1. Field of the Invention
The present invention relates to the wavelength domain optical switch which makes it possible to use a cheap lens, makes it possible to correct aberration of the demultiplexed wavelengths produced in a plurality of waveguide type demultiplexing circuits, and is no depending to polarization of incident light.
2. Description of the Related Art
As shown in FIG. 6, a wavelength domain optical switch 600 described in the specification of U.S. Patent Application Publication No. 2006/67611 is constituted by input/output optical fibers 601 to 606, a collimator lens array 610, a Wollaston prism 615 constituted by two triangular prisms 616, 617 for making a characteristic between horizontal polarized light (y polarization) and vertical polarized light (x polarization) independent, a birefringent plate 620 for setting a phase difference between the horizontal polarized light and the vertical polarized light at zero, a ½-wavelength plate unit 625 constituted by a ½-wavelength plate part 626 and a part 627 that does not affect the polarization, a concave mirror 630, a cylindrical lens 635, a grating 642 having an edge prism 641, a prism 646 for bending light vertically, and an LCOS SLM (Liquid Crystal On Si Spatial Light Modulator) 645.
Further, as shown in FIGS. 7A and 7B, a waveguide type wavelength selective switch described in the specification of U.S. Pat. No. 7,088,882 employs a MEMS (Micro Electro Mechanical System) micromirror 701. Here, five waveguide type demultiplexers 703 are disposed on a single substrate 702, and five further substrates 702 are stacked.
There is the following problem in the related art of FIG. 6.
(1) Since a bulk type grating 642 is used, and therefore a plurality of input beams is dispersed by the single grating 642. However, the dimensions of the bulk type grating 642 are large, making it difficult to achieve a reduction in size.
(2) The collimator lens array 610 is used for the respective input/output optical fibers 601 to 606, and since the collimator lens array 610 must be aligned with the input/output optical fibers 601 to 606 extremely strictly, a large amount of time is required for assembly.

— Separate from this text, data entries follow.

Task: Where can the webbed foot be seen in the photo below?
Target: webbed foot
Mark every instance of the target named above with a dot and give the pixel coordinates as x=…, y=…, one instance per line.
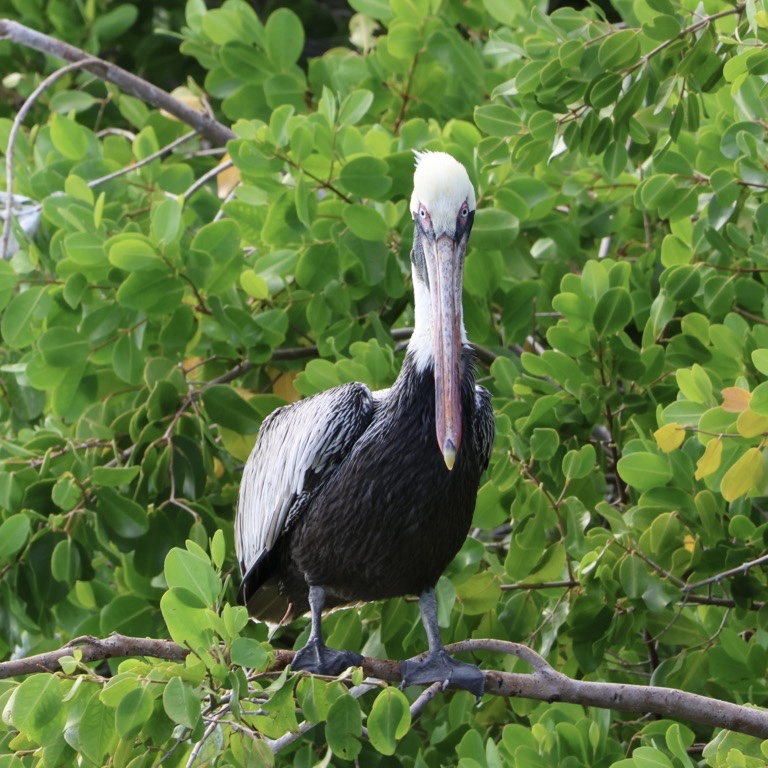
x=318, y=658
x=439, y=667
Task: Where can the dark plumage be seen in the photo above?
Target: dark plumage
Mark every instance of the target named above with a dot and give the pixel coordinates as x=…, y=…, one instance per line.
x=356, y=495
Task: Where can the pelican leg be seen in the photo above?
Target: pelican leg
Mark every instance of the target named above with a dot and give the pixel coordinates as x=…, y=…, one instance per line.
x=316, y=656
x=437, y=666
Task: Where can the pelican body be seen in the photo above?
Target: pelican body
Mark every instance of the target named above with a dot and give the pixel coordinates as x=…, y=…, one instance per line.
x=352, y=495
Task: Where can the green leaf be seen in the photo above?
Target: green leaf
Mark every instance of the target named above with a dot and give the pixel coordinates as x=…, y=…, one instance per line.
x=544, y=443
x=180, y=703
x=366, y=177
x=619, y=49
x=14, y=533
x=94, y=735
x=613, y=311
x=165, y=222
x=760, y=360
x=497, y=120
x=125, y=517
x=228, y=409
x=114, y=477
x=283, y=38
x=69, y=138
x=579, y=463
x=366, y=223
x=18, y=326
x=127, y=359
x=494, y=229
x=133, y=712
x=648, y=757
x=63, y=348
x=247, y=652
x=193, y=573
x=354, y=106
x=133, y=252
x=151, y=291
x=389, y=720
x=344, y=728
x=186, y=619
x=36, y=708
x=65, y=562
x=644, y=471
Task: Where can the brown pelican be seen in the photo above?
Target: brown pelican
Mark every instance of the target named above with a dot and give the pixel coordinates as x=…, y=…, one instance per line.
x=352, y=495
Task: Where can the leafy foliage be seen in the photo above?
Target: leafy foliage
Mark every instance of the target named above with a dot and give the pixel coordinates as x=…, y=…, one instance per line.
x=615, y=285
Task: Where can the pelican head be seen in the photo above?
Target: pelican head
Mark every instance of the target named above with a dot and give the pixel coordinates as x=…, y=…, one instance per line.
x=443, y=209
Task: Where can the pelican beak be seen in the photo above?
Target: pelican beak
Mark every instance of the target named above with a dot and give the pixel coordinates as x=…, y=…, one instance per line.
x=444, y=258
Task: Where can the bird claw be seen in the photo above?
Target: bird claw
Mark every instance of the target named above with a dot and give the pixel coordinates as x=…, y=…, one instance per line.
x=439, y=667
x=318, y=658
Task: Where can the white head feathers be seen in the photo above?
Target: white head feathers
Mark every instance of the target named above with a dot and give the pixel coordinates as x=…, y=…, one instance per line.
x=441, y=184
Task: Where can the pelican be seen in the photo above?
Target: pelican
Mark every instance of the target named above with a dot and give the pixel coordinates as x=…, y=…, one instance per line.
x=352, y=495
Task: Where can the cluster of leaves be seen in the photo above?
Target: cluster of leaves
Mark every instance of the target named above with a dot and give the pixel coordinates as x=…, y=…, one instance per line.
x=615, y=285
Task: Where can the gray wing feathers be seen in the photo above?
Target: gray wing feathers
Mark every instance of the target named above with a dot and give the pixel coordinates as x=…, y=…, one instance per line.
x=298, y=446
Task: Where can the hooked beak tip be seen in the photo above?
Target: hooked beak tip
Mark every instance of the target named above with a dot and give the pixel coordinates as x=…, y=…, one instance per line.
x=449, y=454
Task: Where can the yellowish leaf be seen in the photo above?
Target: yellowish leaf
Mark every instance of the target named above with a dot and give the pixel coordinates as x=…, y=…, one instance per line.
x=187, y=97
x=735, y=399
x=238, y=445
x=710, y=459
x=751, y=424
x=227, y=179
x=283, y=387
x=743, y=476
x=670, y=436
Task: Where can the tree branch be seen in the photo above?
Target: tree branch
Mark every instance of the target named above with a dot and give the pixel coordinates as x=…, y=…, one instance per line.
x=94, y=649
x=214, y=131
x=545, y=683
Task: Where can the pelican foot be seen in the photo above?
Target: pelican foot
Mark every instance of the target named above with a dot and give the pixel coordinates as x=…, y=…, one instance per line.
x=318, y=658
x=439, y=667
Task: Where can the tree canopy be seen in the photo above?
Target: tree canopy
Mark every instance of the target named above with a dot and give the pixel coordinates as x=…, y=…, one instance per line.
x=174, y=269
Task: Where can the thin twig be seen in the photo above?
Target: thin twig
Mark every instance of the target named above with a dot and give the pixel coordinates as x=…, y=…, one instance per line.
x=15, y=128
x=718, y=577
x=205, y=125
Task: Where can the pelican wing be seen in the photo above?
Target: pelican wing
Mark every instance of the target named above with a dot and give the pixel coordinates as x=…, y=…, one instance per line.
x=298, y=447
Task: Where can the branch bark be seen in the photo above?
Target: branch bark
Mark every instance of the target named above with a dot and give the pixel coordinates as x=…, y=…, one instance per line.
x=212, y=129
x=545, y=683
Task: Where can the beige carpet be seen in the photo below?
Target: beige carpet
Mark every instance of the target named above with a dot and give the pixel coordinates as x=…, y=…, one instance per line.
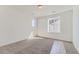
x=34, y=46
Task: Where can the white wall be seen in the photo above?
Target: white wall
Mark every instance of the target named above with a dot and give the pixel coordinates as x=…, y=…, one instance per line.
x=76, y=27
x=15, y=24
x=66, y=19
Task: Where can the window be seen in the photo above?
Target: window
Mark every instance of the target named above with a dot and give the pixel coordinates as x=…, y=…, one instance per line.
x=54, y=24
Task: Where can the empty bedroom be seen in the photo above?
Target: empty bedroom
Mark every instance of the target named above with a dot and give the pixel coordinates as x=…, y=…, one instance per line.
x=39, y=29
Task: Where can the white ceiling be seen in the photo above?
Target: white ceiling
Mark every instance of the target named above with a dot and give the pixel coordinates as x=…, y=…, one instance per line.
x=33, y=10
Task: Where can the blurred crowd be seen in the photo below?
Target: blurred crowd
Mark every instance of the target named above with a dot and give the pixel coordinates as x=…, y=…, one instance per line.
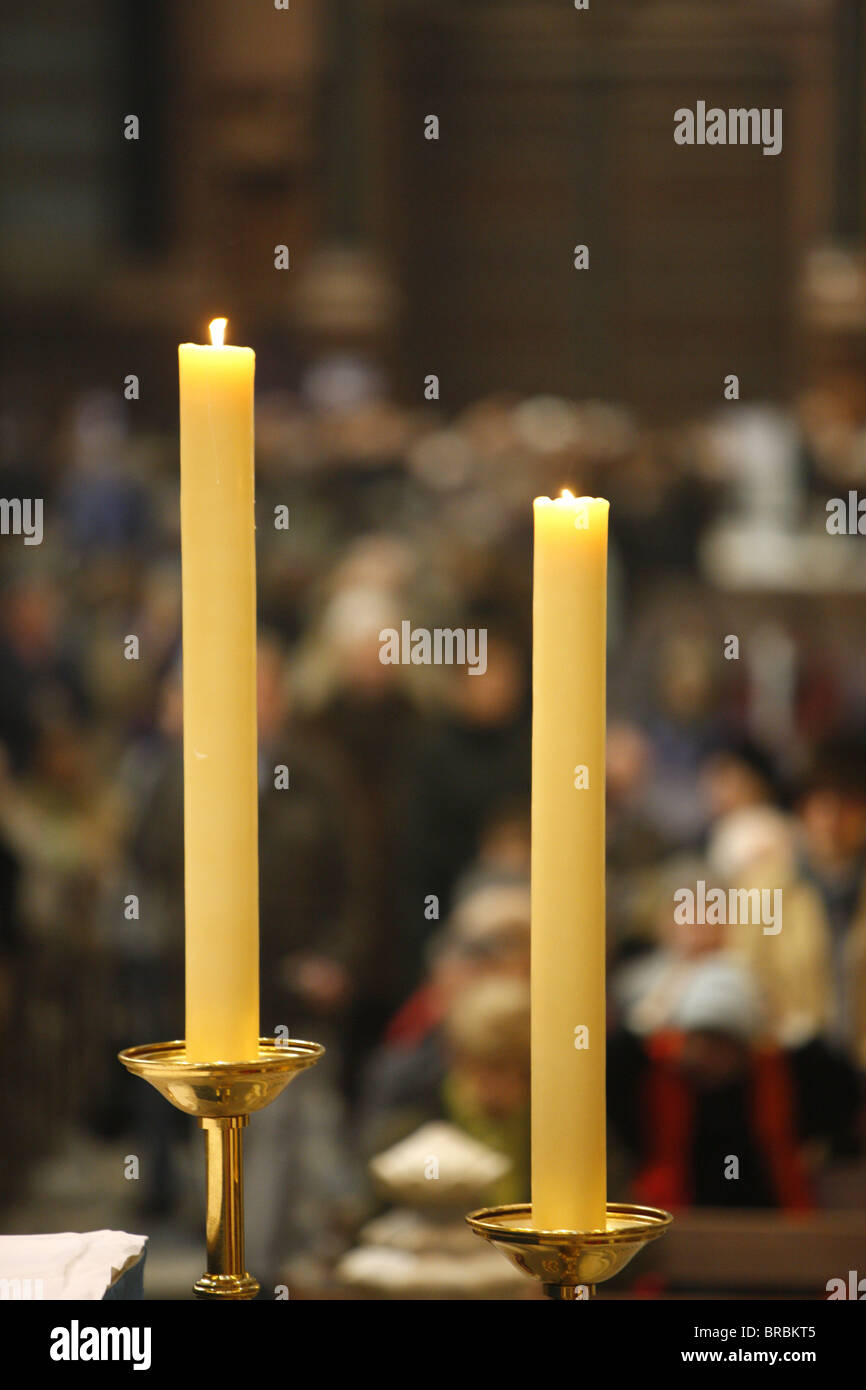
x=395, y=872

Furthermore, in order to suppress aberration, the collimator lens array 610 must be formed in an aspherical shape, leading to a large increase in cost.
(3) Since a complicated optical system is used, the price and assembly cost of the respective optical component increase. Hence, it is difficult to achieve a reduction in cost.
There is the following problem in the related art of FIG. 7.
(1) The plurality of waveguide type demultiplexers 703 is disposed in planar form on the single substrate 702. When the MEMS micromirror 701 is used, a large reflection angle is permitted, and therefore this structure is possible. However, when this structure is applied to a wavelength domain optical switch such as that of the present invention, the reflection angle of the LCOS SLM is small, and therefore the performance deteriorates dramatically. Further, to increase in the number of switchable ports in the related art, the plurality of substrates 702 (five in this example) on which the respective waveguide type demultiplexers 703 are disposed in planar form are laminated in a thickness direction, and a lens array 704 on which light converges in a vertical direction is provided for each substrate 702. However, the lens arrays 704 must be aligned with the respective waveguide demultiplexers 703 extremely strictly, leading to an increase in the amount of time required for assembly. Further, in order to suppress aberration, the lens array 704 must be formed in an aspherical shape, leading to a large increase in cost. These difficulties become gradually more insurmountable as the size of the lens array 704 is reduced, and it is therefore extremely difficult to achieve a size reduction.
(2) Spectral characteristics (demultiplexed wavelengths or center wavelengths) of the waveguide type demultiplexers 703 provided on the laminated substrates 702 must be strictly aligned such that deviation therebetween is no more than 1% of a demultiplexing interval, for example no more than 0.01 nm in the case of a 1 nm demultiplexing interval, and at current levels of microprocessing precision, it is extremely difficult to achieve this control. Accordingly, yield is extremely poor.
A common problem of the related art of FIGS. 6 and 7 is that the aberration required of the lens arrays is extremely exact, and therefore the lens arrays must be formed in an aspherical shape, leading to an increase in cost. Further, the lens arrays must be aligned with the optical fibers (or the waveguide type demultiplexers) extremely strictly, making mass production extremely difficult.